À dix heures vingt :

1. Conclusions de la commission mixte paritaire sur le projet de loi relatif à l’individualisation des peines et à la prévention de la récidive ;

Rapport de M. Jean-Pierre Michel, rapporteur pour le Sénat (n° 690, 2013-2014) ;

Texte de la commission (n° 691, 2013-2014).

À quinze heures :

2. Questions d’actualité au Gouvernement.

À seize heures quinze :

3. Suite éventuelle de l’ordre du jour du matin.

4. Conclusions de la commission mixte paritaire sur le projet de loi relatif à l’économie sociale et solidaire ;

Rapport de M. Marc Daunis, rapporteur pour le Sénat (n° 745, 2013-2014) ;

Texte de la commission (n° 746, 2013-2014).
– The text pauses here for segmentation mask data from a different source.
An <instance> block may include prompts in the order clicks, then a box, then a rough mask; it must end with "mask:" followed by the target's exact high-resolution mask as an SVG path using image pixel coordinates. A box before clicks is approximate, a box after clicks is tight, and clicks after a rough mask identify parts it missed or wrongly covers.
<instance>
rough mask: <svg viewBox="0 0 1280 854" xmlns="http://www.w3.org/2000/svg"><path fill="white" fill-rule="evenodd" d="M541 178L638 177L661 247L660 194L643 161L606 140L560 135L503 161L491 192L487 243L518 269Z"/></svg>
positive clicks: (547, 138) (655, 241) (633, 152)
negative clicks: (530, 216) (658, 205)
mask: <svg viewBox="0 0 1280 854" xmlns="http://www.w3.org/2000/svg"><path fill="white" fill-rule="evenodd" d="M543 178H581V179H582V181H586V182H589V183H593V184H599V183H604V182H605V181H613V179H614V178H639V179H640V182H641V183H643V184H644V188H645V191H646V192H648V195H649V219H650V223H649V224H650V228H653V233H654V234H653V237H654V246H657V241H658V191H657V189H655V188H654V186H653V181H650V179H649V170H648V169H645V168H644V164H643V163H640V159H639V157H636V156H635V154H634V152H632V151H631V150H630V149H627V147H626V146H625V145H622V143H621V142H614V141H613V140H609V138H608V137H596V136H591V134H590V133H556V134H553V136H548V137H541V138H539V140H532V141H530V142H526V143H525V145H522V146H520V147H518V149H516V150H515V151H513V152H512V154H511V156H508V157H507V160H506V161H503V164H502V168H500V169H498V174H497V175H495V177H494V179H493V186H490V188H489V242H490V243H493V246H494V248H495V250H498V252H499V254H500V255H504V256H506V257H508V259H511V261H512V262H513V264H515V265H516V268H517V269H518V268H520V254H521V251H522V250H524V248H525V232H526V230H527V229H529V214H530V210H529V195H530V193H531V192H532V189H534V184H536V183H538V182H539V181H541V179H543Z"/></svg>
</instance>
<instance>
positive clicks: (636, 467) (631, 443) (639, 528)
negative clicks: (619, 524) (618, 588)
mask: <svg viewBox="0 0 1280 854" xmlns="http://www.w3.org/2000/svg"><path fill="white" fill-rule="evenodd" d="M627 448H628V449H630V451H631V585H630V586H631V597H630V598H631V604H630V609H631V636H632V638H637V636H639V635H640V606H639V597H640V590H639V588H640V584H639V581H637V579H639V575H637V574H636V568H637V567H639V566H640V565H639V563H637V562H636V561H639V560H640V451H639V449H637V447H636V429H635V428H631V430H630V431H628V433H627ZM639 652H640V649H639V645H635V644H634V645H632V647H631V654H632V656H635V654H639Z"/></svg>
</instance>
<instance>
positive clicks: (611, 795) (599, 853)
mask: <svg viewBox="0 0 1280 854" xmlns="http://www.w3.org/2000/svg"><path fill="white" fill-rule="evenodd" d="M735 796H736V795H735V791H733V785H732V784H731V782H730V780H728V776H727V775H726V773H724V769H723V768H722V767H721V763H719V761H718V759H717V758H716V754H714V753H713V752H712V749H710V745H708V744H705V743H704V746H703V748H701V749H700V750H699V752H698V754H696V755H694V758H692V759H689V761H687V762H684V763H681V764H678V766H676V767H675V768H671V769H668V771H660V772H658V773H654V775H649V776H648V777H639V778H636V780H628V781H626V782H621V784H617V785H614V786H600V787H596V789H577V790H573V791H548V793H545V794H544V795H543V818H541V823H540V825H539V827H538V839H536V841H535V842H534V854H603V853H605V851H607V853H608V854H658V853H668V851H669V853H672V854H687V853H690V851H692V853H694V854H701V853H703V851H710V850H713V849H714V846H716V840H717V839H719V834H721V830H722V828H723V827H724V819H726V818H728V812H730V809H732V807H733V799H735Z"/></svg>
5. Deuxième lecture du projet de loi, modifié par l’Assemblée nationale après engagement de la procédure accélérée, relatif à la sécurisation des contrats de prêts structurés souscrits par les personnes morales de droit public (n° 721, 2013-2014) ;

Rapport de M. Jean Germain, fait au nom de la commission des finances (n° 726, 2013-2014) ;

Texte de la commission (n° 727, 2013-2014).

Le soir :

6. Deuxième lecture du projet de loi, adopté avec modifications par l’Assemblée nationale, d’avenir pour l’agriculture, l’alimentation et la forêt (n° 718, 2013-2014) ;

Rapport de MM. Didier Guillaume et Philippe Leroy, rapporteurs, fait au nom de la commission des affaires économiques (n° 743, 2013-2014) ;

Texte de la commission (n° 744, 2013-2014).

Personne ne demande la parole ?…

La séance est levée.

(La séance est levée le jeudi 17 juillet 2014, à une heure vingt.)